The IDP stack automatically grants its Lambda functions:

  • lambda:InvokeFunction on arn:aws:lambda:*:*:function:GENAIIDP-*
  • s3:PutObject on the working bucket temp/lambdahook/ prefix (for image uploads)

Error Handling

The Lambda Hook includes built-in retry logic:

  • Transient errors (throttling, timeout): Retried with exponential backoff (same as Bedrock)
  • Function errors: Retried for unhandled exceptions (cold start issues, etc.)
  • Permanent errors: Raised immediately (invalid ARN, missing permissions, etc.)
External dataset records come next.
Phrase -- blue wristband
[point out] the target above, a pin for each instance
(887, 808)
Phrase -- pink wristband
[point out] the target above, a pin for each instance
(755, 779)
Metering and Cost Tracking

Lambda Hook invocations are tracked in the document's metering data under:

{context}/lambda_hook/{lambda_arn}

For example: Extraction/lambda_hook/arn:aws:lambda:us-east-1:123456789012:function:GENAIIDP-extractor

Token usage from the Lambda response's usage field is included in metering for cost calculations.

Limitations

  1. Lambda payload limit: The 6MB synchronous invocation payload limit is mitigated by uploading images to S3, but extremely large text content (>5MB of text alone) may still hit the limit.
  2. Lambda timeout: Lambda functions have a maximum timeout of 15 minutes. For very large documents, consider chunking.
  3. Cold starts: Lambda cold starts add latency to the first invocation. Use provisioned concurrency for consistent performance.
  4. No cachePoint support: Bedrock's prompt caching feature is not available with Lambda hooks.
  5. No guardrails: Bedrock Guardrails are not applied to Lambda hook invocations.